Es fing an, als ich 20 Jahre war:

Als meine Adoptivmutter und ich die letzten Tage am Strand in Spanien genossen hatten, kam die Frage von meiner Mutter,
ob ich denn wüsste, wie man sonst noch Kinder bekommen könnte ohne sie geboren zu haben. Die Frage hat mich keineswegs
irritiert. Natürlich sind mir einige Sachen in den Kopf geschossen, allerdings das Wort ADOPTION nicht.
Die nächste Frage war dann, ob ich mir vorstellen könnte noch Geschwister zu haben. Diese Frage irritierte mich dann doch,
weil ich ohne Geschwister, ich wollte schon immer Geschwister haben, groß geworden bin.
Ab diesen Zeitpunkt habe ich wohl einen Filmriss, denn ich kann mich nicht daran erinnern, das meine Mutter zu mir sagte,
ich sei adoptiert. Ich habe nur Unterlagen von meiner Adoption bekommen. Also am Strand mit notariellen und beurkundeten
Unterlagen saß ich dann da. Ich habe mich wahnsinnig darüber gefreut, das ich einen Vater und noch einige Geschwister habe.
Das war meine Reaktion. Über glücklich warf ich mich meiner Adoptivmutter in die Arme. Sie war allerdings der Meinung,
das ich sie jetzt fix und fertig mache, völlig sauer abhaue und und und (Wo sollte ich denn hin abhauen?) Wieso sollte ich
denn meine Mutter, die mich 20 Jahre lang erzog, sauer sein? Ich hatte keinen Vater und auch keine Geschwister, also könnte
man annehmen, dass mich das riesig gefreut hat.

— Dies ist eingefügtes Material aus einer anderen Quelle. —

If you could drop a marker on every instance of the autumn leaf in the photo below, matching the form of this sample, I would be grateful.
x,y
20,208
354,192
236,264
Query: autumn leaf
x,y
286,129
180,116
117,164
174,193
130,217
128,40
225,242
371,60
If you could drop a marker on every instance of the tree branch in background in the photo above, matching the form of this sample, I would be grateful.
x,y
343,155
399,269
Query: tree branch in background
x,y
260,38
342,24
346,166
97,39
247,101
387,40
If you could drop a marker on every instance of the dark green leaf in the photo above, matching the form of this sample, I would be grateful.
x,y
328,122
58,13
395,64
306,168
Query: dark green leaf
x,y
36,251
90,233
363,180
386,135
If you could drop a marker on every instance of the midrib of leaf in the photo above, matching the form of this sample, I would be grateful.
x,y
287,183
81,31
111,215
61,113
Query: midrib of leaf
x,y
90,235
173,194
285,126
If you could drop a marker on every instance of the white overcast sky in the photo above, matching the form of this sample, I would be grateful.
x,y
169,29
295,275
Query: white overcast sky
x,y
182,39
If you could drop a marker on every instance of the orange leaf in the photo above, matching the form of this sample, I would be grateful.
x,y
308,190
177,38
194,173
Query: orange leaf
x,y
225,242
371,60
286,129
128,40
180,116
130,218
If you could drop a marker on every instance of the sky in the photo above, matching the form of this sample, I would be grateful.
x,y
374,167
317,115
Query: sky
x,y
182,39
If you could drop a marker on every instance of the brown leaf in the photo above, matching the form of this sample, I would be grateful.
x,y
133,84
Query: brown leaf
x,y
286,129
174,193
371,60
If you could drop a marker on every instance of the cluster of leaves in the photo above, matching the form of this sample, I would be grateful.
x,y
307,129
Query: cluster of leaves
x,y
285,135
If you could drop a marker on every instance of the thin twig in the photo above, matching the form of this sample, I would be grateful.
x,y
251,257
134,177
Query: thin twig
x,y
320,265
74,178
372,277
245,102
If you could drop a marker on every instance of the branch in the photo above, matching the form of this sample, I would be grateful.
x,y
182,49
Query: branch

Als wir dann wieder in Deutschland in Berlin zu hause waren, habe ich mich
gleich an sämtliche Ämter gewandt. Es kam zu einem Termin beim Bezirksamt. Dort bin ich hin und konnte mehr oder weniger was
über mich in Erfahrungen bringen. Was und wie und warum überhaupt, das weis ich nicht. Komisch, entweder Filmriss und einfach
verdrängt. Auf jeden Fall habe ich die Adresse von meinem Vater *unterm Tisch* bekommen. Bei meinem Vater habe ich dann
kurze Zeit angerufen. Erst mal hören wer ran geht und dann auflegen. Das war ein paar mal. Bis ich dann wirklich nachfragte,
ob er denn Detlef Heise ist und den Namen Bianka Nicole Kühnemann kennt. War kurze Zeit Ruhe dann kam von ihm ein Ja.
Es kam zum Treffen. Wir haben ca. ein Jahr Kontakt gehabt, mal tel. und mal Ausflüge gemacht.
Nur kam ich für kurze Zeit ins Krankenhaus und konnte mich nicht bei ihm melden. Als ich ein Tag nach meiner Entlassung
zuhause ans Telefon ging, war mein Vater sauer auf mich. Er war der Ansicht, dass ich am *Vatertag* ihm hätte gratulieren sollen
Ich habe ihm 20 Jahre nicht zum sogenannten Vatertag gratuliert, wieso sollte ich es jetzt tun?
Verrückt so was. Na wenn er meint. Seitdem haben wir keinen Kontakt mehr.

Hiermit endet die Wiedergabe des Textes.